From: Josh Law <objecting@objecting.org>
To: Masami Hiramatsu <mhiramat@kernel.org>,
Andrew Morton <akpm@linux-foundation.org>
Cc: Steven Rostedt <rostedt@goodmis.org>,
linux-kernel@vger.kernel.org, linux-trace-kernel@vger.kernel.org,
Josh Law <objecting@objecting.org>
Subject: [PATCH v6 00/17] bootconfig: fixes, cleanups, and modernization
Date: Sun, 15 Mar 2026 12:19:58 +0000 [thread overview]

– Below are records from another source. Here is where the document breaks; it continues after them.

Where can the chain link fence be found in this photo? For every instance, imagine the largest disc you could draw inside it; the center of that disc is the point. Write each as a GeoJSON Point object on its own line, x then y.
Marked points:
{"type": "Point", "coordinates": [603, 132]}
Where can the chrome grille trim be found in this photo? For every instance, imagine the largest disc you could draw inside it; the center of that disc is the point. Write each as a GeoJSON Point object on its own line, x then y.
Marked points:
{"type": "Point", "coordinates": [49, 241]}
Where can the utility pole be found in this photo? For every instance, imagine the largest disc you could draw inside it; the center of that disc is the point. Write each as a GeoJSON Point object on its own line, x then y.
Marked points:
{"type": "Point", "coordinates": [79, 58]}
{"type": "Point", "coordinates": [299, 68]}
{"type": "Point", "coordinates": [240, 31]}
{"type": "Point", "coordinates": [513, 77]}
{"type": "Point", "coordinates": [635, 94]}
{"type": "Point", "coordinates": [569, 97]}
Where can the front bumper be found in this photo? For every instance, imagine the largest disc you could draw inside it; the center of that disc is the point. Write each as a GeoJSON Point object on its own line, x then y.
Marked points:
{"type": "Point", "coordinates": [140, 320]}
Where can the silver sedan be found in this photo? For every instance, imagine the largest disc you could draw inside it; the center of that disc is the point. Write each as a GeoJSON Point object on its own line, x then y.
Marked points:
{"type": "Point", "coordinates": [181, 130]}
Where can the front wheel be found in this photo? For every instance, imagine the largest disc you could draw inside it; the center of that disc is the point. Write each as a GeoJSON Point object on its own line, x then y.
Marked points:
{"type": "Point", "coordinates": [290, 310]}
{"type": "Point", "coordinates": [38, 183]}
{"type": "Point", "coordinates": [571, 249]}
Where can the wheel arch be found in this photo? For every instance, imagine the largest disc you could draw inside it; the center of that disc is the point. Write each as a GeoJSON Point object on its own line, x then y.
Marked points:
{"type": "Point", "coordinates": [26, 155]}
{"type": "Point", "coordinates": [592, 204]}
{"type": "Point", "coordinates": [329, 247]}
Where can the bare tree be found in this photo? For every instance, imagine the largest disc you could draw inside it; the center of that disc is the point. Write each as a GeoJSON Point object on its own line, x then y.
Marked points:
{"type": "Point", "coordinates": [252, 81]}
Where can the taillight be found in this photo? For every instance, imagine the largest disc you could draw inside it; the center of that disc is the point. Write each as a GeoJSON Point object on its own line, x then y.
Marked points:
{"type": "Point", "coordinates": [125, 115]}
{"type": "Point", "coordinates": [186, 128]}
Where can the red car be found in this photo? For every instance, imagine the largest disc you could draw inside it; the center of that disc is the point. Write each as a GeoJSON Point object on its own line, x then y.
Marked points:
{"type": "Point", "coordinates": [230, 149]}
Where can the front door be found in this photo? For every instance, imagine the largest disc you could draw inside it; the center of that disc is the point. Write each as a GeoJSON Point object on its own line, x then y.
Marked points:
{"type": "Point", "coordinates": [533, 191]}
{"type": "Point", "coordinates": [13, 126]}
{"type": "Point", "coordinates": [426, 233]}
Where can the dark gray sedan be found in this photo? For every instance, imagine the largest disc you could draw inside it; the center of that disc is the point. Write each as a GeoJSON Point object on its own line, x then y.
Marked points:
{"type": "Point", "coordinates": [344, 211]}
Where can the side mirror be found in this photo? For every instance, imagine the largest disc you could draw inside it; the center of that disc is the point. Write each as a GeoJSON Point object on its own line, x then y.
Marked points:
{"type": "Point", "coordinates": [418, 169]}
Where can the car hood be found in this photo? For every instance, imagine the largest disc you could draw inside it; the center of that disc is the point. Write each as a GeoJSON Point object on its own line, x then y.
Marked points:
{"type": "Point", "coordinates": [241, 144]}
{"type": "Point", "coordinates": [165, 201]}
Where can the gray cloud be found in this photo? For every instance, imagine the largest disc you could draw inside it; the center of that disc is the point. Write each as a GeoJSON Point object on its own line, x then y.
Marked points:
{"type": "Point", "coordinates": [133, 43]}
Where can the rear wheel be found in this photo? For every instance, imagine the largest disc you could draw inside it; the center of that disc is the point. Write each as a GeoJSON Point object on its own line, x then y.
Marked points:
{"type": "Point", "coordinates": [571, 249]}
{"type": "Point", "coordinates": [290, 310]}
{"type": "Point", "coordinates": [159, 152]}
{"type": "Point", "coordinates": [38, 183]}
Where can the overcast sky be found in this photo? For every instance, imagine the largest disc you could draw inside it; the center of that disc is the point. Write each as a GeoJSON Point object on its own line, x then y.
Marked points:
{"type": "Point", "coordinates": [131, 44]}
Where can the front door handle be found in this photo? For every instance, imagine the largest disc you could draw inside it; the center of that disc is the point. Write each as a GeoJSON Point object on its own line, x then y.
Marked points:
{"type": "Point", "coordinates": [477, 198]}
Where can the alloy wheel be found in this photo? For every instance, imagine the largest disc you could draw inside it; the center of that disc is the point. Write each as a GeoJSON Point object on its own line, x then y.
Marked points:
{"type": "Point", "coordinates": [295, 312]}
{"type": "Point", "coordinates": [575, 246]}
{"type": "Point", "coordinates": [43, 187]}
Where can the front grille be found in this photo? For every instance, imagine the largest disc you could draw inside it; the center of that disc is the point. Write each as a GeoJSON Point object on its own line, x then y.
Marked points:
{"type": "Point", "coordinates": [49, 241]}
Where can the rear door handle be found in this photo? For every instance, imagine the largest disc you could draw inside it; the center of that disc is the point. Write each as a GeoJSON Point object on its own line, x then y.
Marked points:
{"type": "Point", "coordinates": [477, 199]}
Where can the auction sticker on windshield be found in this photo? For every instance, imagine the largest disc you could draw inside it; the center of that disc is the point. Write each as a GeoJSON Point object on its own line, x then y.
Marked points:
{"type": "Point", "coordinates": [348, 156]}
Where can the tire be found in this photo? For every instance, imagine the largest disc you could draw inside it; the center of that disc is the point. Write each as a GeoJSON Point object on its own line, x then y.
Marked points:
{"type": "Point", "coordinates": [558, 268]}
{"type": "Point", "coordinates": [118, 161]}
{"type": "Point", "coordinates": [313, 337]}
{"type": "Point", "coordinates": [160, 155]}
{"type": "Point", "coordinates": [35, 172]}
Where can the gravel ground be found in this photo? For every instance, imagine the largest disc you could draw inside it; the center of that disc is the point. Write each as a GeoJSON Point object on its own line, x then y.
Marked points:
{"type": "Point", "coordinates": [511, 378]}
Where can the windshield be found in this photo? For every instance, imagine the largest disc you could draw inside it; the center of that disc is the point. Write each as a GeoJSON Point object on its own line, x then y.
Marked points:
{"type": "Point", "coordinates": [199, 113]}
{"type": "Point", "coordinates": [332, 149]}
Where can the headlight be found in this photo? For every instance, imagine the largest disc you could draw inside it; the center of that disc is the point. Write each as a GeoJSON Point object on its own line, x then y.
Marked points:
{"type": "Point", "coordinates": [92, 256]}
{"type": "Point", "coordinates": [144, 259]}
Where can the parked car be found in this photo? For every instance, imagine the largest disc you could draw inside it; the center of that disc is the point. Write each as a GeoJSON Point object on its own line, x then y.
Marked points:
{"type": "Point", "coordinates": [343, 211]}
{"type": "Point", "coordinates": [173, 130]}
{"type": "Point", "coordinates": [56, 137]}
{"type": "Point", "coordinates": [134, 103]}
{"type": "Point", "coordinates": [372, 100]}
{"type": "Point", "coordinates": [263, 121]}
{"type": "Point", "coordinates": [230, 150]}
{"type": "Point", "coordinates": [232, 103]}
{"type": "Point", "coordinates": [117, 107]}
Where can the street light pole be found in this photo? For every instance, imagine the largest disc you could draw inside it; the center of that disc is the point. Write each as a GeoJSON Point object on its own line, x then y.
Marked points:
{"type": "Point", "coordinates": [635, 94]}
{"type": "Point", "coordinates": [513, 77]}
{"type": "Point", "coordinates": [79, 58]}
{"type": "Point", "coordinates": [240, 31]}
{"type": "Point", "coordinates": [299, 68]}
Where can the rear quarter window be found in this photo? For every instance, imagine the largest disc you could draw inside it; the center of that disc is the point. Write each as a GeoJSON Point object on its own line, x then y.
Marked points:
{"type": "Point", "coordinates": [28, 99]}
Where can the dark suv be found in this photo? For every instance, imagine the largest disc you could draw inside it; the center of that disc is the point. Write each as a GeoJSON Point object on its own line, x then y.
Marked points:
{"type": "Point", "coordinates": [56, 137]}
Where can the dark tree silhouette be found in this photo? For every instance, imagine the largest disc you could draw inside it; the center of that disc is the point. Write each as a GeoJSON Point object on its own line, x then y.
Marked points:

Message-ID: <20260315122015.55965-1-objecting@objecting.org> (raw)
This series addresses a collection of issues found during a review of
lib/bootconfig.c, include/linux/bootconfig.h, and tools/bootconfig,
ranging from off-by-one errors and unchecked return values to coding
style, signedness/type cleanup, and API modernization.
Changes since v5:
- Folded typo fixes, kerneldoc blank line, and inconsistent bracing
patches (v5 02-05, 07) into a single patch (patch 2).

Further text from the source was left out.